Dayanita Singh is internationally acclaimed for breaking away from the print-on-the-wall tradition of art photography and creating unique mass-produced artist’s books. Used as a raw material, photography is a starting point for Singh, rather than an end in itself. In GO AWAY CLOSER at the Hayward Gallery, Singh shows her portable ‘museums’ for the first time. These large wooden structures can be placed and opened in different ways, each holding 70 to 140 photographs.
Creating structures to display as well as to house photographic prints has fascinated Singh ever since the making of Sent a Letter in 2007, with publisher Gerhard Steidl; a multi-volume mini-library-cum-exhibition of photo-books in its own slip-case. More recently, her book File Room (2013) attests to an obsessive interest in the personal processes and spacial strategies related to archiving.

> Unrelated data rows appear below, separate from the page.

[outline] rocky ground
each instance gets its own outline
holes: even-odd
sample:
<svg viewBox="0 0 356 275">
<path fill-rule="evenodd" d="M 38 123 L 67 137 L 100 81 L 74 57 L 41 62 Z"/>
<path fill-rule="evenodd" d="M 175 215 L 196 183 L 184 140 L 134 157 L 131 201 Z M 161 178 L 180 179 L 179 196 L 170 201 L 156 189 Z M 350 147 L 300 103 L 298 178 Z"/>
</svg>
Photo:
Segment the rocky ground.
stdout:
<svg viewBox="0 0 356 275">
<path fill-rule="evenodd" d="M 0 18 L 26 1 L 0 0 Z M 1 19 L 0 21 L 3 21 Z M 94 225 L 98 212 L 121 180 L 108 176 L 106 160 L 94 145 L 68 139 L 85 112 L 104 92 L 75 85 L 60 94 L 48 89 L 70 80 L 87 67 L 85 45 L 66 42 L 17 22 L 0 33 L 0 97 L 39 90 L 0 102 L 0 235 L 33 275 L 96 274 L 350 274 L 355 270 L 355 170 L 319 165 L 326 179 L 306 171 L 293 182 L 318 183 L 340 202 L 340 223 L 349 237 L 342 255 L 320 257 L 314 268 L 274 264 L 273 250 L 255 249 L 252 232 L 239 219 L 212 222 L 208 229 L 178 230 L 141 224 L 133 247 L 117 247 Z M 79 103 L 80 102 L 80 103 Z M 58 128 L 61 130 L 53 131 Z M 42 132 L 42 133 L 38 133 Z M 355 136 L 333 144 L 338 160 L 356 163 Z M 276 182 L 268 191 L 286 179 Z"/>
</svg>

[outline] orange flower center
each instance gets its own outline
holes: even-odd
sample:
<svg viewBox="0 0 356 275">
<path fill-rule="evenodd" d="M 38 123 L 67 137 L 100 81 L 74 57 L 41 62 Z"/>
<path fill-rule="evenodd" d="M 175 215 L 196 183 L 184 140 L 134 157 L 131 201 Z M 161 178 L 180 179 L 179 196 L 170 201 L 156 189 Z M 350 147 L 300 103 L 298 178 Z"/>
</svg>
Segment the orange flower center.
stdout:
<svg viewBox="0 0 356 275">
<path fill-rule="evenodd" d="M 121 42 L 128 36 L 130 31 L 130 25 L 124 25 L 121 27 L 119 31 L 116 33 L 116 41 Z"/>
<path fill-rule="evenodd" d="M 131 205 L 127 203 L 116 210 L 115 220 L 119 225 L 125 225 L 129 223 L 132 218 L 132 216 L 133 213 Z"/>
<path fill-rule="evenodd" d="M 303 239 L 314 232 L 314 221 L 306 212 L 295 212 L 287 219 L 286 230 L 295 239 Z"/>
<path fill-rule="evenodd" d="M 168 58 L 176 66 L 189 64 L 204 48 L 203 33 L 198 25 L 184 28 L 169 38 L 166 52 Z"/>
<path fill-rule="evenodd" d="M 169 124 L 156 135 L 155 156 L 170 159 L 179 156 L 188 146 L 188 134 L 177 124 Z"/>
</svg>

Singh’s experiments with book-making have now led her to create this major new body of work. The design and architecture of the ‘museums’ is integral to the images they hold. Within what she has termed a “photo-architecture” Singh’s old and new images can be endlessly displayed, sequenced, edited and archived within the structures. They will continue to grow, as Singh keeps adding new work.
“Photography is not enough for me,” says Singh, “it is just my language. Unless I can make poetry out of it, or a novel, what good is all my vocabulary?”
The ‘museums’ create spaces of intimate engagement with the images as interconnected bodies of work, rather than single images. They display stories, themes and image-repertoires conceived by Singh from the vast archive of her own photographs as well as new taken images. Singh expands photography into the realm of not only fiction and poetry, but also of sculpture and architecture.
The bawdy euphemisms, repressed truths, erotic delights and sculptural possibilities of the sexual body lie at the heart of Sarah Lucas’s work (b. 1962). First coming to prominence in the 1990s with a show at London’s City Racing memorably titled, Penis Nailed to a Board, this British artist’s sculpture, photography and installation have established her as one of the most important figures of her generation.
Lucas’s materials – furniture, clothing, food – are sculptural and associative. Nylon tights provide a useful casing: stuffed with wadding they become splayed limbs of female bodies. Tights are also intimate, erotic, yet cheap and disposable, both glamorous and abject. Lucas’s objects also draw on art history; her frequent use of toilet bowls recalls Duchamp’s urinal, the first ready-made.
Stained mattresses, sofas and chairs act as plinths for ‘bodies’ sometimes situated against the surreal domesticity of Lucas’s wallpapers. Her figures are all headless. There is only one face, that of the artist herself, omnipresent through a sequence of self portraits.
Lucas’s oeuvre has been quintessentially urban but this show also features her recent Penetralia, flying penises combined with wood and flint. Titled ‘Whand’ and ‘Druid’ they suggest a magical, holistic relation to nature.
This exhibition takes us from Lucas’s 1990s’ foray into the salacious perversities of British tabloid journalism to the London premiere of her sinuous, light reflecting bronzes: limbs, breasts and phalli intertwine to transform the abject into a dazzling celebration of polymorphous sexuality.